Return journeys always seem oddly quicker than outward bound ones, but it was also a chance for us to take in all the things we’d not seen on the opposite bank, the last remnants of riverine industries that have long used the river as a highway. The sun was getting low now and it put me in mind of Turner’s famous painting of the ghostly Fighting Temeraire being pulled by that fateful little steam tug to the breaker’s yard at Rotherhithe. The old yielding place to the new. It also made me recall the evocative closing passages in Joseph Conrad’s novels, The Nigger of the ‘Narcissus’ and The Rover, in which he describes the experience of standing on the decks of old sailing ships gliding up the Thames estuary and the network of mudflats and tidal channels threaded through the saltmarshes of the Kent and Essex coast. A low and level landscape well-suited to gloaming skies. You can’t help but think of all the remarkable and all the ordinary journeys throughout innumerable centuries which either began or ended in these tidal reaches. The comings and goings of an age of slower travel now flung up into the silent contrails of airliners passing sleekly overhead; modern time-machines that stretch or compress time in shrinking distances, effectively miniaturising the globe. 

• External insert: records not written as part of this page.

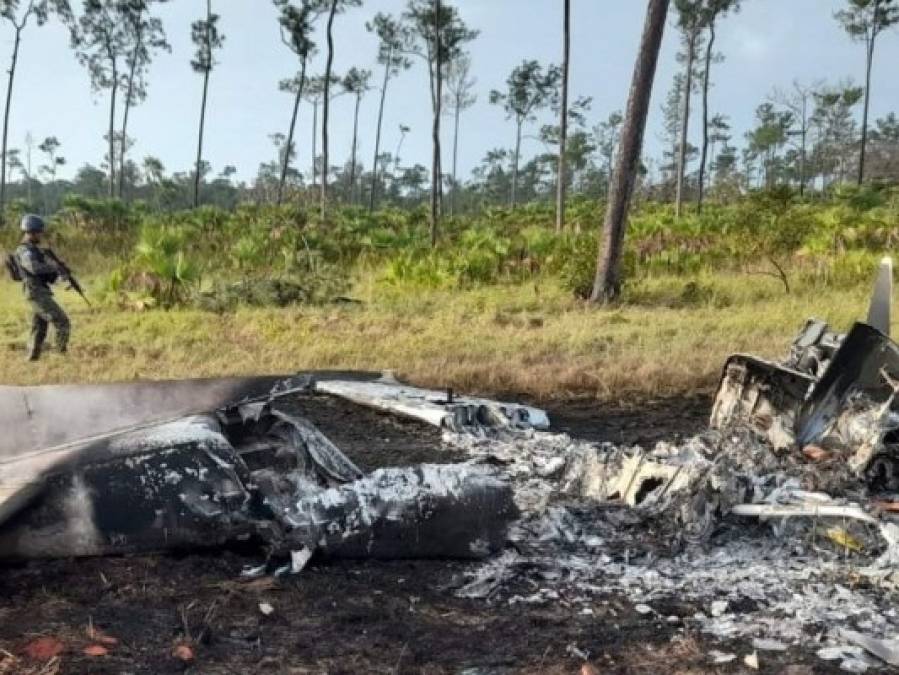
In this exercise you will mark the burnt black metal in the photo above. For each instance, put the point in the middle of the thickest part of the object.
(857, 366)
(247, 471)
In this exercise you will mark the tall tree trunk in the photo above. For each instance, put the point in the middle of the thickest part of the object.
(325, 109)
(864, 145)
(197, 175)
(563, 122)
(12, 75)
(607, 285)
(353, 153)
(314, 141)
(802, 151)
(458, 114)
(129, 93)
(685, 124)
(514, 198)
(705, 115)
(435, 132)
(112, 98)
(203, 103)
(285, 165)
(375, 171)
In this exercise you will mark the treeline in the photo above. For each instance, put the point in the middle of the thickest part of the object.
(812, 136)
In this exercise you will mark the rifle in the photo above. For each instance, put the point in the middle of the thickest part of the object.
(67, 275)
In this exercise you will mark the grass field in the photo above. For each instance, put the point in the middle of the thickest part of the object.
(671, 337)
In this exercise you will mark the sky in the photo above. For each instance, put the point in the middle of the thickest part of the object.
(770, 43)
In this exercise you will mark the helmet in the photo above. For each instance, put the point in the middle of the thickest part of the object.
(32, 223)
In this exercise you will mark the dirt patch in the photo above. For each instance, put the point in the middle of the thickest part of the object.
(352, 617)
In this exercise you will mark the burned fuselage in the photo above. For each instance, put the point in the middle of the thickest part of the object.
(834, 391)
(250, 471)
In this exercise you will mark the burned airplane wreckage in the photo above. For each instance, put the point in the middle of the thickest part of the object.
(93, 470)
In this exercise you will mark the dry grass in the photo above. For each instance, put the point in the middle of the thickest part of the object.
(537, 342)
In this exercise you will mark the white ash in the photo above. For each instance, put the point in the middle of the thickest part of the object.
(785, 585)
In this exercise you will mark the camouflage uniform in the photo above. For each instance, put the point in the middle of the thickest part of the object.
(39, 273)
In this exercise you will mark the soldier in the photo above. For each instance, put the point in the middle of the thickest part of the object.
(38, 274)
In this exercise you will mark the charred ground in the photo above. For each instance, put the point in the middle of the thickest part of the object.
(357, 616)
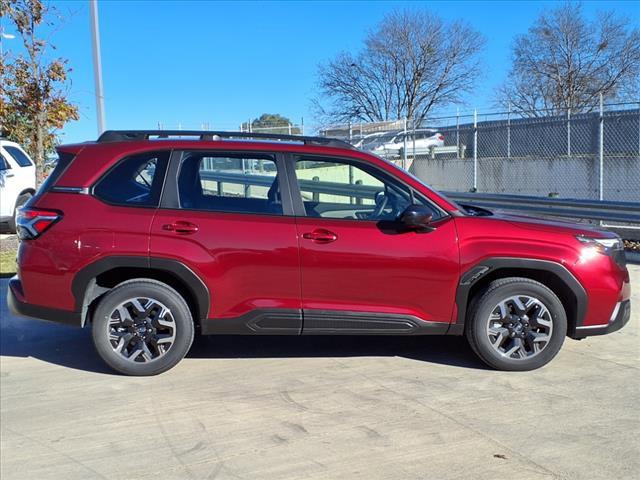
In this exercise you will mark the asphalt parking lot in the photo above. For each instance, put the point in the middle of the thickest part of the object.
(326, 408)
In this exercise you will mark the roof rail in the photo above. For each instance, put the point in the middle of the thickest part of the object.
(133, 135)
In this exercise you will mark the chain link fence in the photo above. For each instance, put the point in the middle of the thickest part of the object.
(592, 154)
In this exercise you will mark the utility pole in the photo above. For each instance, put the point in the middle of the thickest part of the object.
(97, 66)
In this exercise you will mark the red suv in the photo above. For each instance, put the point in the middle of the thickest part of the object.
(150, 236)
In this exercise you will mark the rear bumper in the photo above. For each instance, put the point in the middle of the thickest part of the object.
(618, 321)
(17, 306)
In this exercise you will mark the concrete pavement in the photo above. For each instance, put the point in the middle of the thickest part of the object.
(317, 408)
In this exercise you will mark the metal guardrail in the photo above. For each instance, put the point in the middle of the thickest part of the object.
(626, 212)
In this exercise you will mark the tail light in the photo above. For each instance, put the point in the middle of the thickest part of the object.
(33, 222)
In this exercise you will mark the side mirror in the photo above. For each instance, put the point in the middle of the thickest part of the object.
(417, 218)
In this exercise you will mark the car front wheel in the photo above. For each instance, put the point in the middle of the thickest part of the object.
(516, 324)
(142, 327)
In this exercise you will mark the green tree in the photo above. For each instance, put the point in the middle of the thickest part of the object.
(271, 123)
(33, 87)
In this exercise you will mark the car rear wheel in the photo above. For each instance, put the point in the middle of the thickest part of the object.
(142, 327)
(516, 324)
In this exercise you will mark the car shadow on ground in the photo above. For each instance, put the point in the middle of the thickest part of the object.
(73, 347)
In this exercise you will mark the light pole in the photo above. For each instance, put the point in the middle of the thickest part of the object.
(97, 65)
(4, 36)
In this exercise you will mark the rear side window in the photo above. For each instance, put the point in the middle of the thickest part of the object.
(230, 183)
(19, 156)
(135, 181)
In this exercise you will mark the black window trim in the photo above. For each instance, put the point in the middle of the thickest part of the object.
(297, 194)
(170, 199)
(122, 159)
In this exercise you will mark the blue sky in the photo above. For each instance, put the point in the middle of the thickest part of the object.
(191, 62)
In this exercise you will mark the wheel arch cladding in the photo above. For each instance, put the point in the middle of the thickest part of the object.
(98, 277)
(553, 275)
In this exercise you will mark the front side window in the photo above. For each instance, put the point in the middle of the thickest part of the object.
(19, 156)
(237, 183)
(135, 181)
(341, 189)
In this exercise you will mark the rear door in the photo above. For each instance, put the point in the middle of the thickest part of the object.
(228, 217)
(361, 271)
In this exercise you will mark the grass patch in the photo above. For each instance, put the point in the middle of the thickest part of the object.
(7, 263)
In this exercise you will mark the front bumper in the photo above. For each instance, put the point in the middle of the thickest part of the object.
(615, 324)
(18, 306)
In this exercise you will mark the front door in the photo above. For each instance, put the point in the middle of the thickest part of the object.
(361, 272)
(225, 219)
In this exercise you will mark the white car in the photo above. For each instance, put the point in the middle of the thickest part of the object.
(418, 141)
(17, 182)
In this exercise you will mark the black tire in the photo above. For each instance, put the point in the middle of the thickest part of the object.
(486, 302)
(22, 199)
(151, 289)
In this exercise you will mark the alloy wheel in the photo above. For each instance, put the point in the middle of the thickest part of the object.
(520, 327)
(141, 329)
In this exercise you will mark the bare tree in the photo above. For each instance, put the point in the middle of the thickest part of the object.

A day spent on the Waverley gives you a real taste of living breathing history, as unlike other vessels, steam powered machines seem to be animated by a life-force of their own. By comparison the modern machines of today seem to be bland and identikit facsimiles of one another. It seems a shame we no longer build things quite so beautiful or so well-crafted in every detail as the Waverley. It’s a wonderful thing that she is still in operation, doing exactly what she was designed to do as a passenger steamer. And given the high number of passengers on-board throughout the day, it is good to see she is so genuinely well-loved and supported, even if it can feel a little crowded. We left the Waverley at Gravesend, but later caught up with her again at Limehouse after the sun had gone down. Where I managed to catch a final farewell in filming her steaming up the now placid millpond of the river, disappearing into a gorgeous red and purple sunset, heading back up to Tower Bridge at the end of a fabulously eccentric and thoroughly British day out.